Больше всего на свете я горжусь людьми, с которыми вместе переживала тяжелые времена, то есть выживала. Лорд Моран, врач и друг Уинстона Черчилля, опубликовал в 1945 году книгу «Анатомия мужества». Там есть такая фраза: «Мужество — категория нравственная; это не удача и не природный дар, как, например, склонность к игре. Когда перед вами стоит альтернатива, непоколебимая решимость требует самоотречения, причем не однократного, повторяющегося усилия воли, — это хладнокровный выбор».
Такой отважный выбор мы наблюдали не раз в самых разных слоях общества. Жившие в изоляции на своем острове англичане расселились по всему свету, чтобы создать империю, и из поколения в поколение главным для себя считали формирование характера, а то и гражданского самосознания.
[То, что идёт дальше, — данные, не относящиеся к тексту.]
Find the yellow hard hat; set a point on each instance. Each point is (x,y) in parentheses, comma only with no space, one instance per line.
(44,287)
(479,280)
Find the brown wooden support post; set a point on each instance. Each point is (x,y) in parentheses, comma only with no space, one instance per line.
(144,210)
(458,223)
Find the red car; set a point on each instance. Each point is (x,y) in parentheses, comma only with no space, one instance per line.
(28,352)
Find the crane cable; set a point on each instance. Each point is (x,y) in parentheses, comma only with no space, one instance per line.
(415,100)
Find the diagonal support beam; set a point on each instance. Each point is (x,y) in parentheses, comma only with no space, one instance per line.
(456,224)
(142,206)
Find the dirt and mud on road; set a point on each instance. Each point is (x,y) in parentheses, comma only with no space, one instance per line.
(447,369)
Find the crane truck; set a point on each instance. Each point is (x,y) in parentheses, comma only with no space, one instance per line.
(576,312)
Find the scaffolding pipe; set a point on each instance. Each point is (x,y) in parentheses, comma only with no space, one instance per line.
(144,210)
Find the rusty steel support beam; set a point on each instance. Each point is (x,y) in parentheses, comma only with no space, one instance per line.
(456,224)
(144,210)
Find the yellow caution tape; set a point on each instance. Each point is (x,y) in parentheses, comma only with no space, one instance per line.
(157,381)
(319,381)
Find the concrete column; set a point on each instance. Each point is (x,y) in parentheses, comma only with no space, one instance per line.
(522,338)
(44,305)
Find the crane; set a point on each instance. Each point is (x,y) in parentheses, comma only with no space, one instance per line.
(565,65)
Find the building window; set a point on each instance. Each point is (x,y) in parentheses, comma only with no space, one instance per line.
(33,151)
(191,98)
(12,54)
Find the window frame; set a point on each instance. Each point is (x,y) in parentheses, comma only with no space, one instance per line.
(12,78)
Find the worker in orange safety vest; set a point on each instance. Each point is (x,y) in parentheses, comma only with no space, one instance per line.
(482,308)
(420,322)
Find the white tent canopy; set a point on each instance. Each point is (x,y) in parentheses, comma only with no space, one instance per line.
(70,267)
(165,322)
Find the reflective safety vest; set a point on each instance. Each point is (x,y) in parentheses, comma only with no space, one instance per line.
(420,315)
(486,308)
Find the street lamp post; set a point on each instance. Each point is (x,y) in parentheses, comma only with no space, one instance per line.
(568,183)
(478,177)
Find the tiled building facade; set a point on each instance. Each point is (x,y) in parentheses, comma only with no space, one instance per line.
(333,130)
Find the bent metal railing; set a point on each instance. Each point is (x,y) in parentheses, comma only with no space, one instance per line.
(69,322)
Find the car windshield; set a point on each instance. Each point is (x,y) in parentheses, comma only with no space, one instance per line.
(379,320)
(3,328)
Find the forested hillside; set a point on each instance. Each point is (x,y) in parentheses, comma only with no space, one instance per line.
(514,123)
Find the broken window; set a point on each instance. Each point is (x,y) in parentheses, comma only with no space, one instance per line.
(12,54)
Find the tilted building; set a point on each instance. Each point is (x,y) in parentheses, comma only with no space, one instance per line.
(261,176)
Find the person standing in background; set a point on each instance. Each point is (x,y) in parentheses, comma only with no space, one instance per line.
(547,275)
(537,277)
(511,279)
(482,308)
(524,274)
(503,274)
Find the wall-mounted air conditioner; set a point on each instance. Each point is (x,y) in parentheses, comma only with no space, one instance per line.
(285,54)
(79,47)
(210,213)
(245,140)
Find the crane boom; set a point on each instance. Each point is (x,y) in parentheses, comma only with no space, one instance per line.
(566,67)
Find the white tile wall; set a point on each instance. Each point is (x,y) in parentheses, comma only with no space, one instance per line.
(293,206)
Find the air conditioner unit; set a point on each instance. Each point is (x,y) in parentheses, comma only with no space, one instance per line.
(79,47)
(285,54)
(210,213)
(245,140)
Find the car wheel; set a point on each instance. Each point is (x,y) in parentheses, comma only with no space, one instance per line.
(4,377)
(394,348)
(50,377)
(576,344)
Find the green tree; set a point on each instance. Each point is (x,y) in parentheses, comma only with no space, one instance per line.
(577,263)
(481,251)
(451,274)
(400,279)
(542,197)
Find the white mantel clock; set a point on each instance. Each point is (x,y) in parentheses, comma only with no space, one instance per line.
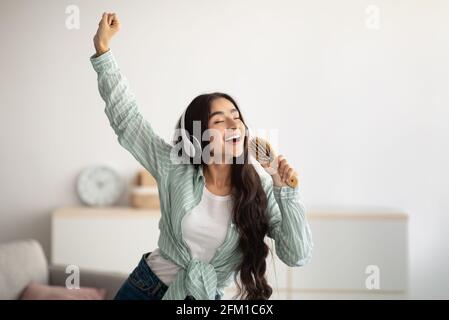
(99,185)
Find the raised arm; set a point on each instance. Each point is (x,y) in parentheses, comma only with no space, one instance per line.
(133,132)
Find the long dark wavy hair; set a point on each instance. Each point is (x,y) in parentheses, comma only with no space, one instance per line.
(249,204)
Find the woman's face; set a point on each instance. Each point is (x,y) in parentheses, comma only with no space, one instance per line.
(226,129)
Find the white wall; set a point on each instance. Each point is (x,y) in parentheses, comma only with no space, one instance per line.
(362,113)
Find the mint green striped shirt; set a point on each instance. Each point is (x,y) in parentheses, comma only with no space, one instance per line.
(180,190)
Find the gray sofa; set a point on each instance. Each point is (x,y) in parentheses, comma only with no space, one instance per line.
(24,261)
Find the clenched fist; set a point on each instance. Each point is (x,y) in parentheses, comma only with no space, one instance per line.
(108,26)
(280,171)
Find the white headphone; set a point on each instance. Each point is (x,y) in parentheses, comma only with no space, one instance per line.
(189,148)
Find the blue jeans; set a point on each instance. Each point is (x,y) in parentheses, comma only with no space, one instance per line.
(143,284)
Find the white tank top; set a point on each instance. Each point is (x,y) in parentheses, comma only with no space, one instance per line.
(204,230)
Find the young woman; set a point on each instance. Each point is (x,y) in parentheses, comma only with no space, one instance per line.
(216,208)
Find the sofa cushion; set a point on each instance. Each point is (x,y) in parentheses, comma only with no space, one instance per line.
(37,291)
(21,262)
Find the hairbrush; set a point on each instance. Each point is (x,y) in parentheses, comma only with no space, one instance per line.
(264,153)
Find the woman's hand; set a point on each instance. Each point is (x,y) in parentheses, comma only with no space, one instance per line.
(108,26)
(280,170)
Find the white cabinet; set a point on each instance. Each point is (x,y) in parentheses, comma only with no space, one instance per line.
(351,249)
(105,238)
(348,244)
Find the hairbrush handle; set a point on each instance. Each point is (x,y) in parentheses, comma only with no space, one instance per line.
(293,182)
(264,153)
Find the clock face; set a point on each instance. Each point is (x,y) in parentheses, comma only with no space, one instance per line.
(99,186)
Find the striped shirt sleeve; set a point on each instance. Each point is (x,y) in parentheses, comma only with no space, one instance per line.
(288,225)
(133,132)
Именно это спасло их в 1940 году. В этот кризисный для всего мира год никакой другой стране не дал Господь столько выдающихся деятелей (министров, например), как Великобритании, начиная с Черчилля — решительного и реально оценивающего суть событий. Говорят, произнося свою торжественную речь: «Обещаю, будут слезы, пот и кровь; но мы будем сражаться за каждый город, за каждое поле, — он зажал рукой микрофон и добавил для тех, кто стоял с ним рядом: — пустыми бутылками из-под пива», поскольку знал, что защищаться практически нечем. Газетные и промышленные магнаты, те самые, которых принято называть «акулами капитализма», вдруг стали прекрасными министрами. Лорд Вултон великолепно организовал снабжение. Никто в Великобритании не умер от голода, ограничения вводились разумные, хлеб всегда был в достатке; не хватало лишь мяса и жиров. Черного рынка практически не существовало, что тоже является свидетельством смелости. Редкие богачи, которые все же добавляли к своему рациону что-то сверх положенной нормы, ели в одиночестве, не решаясь разделить незаконную трапезу с друзьями. Рестораны любой категории, «Лайн» или «Скотт», были полны; рыбой да унылым бламанже — студенистая сладкая масса — кормилось большинство лондонцев.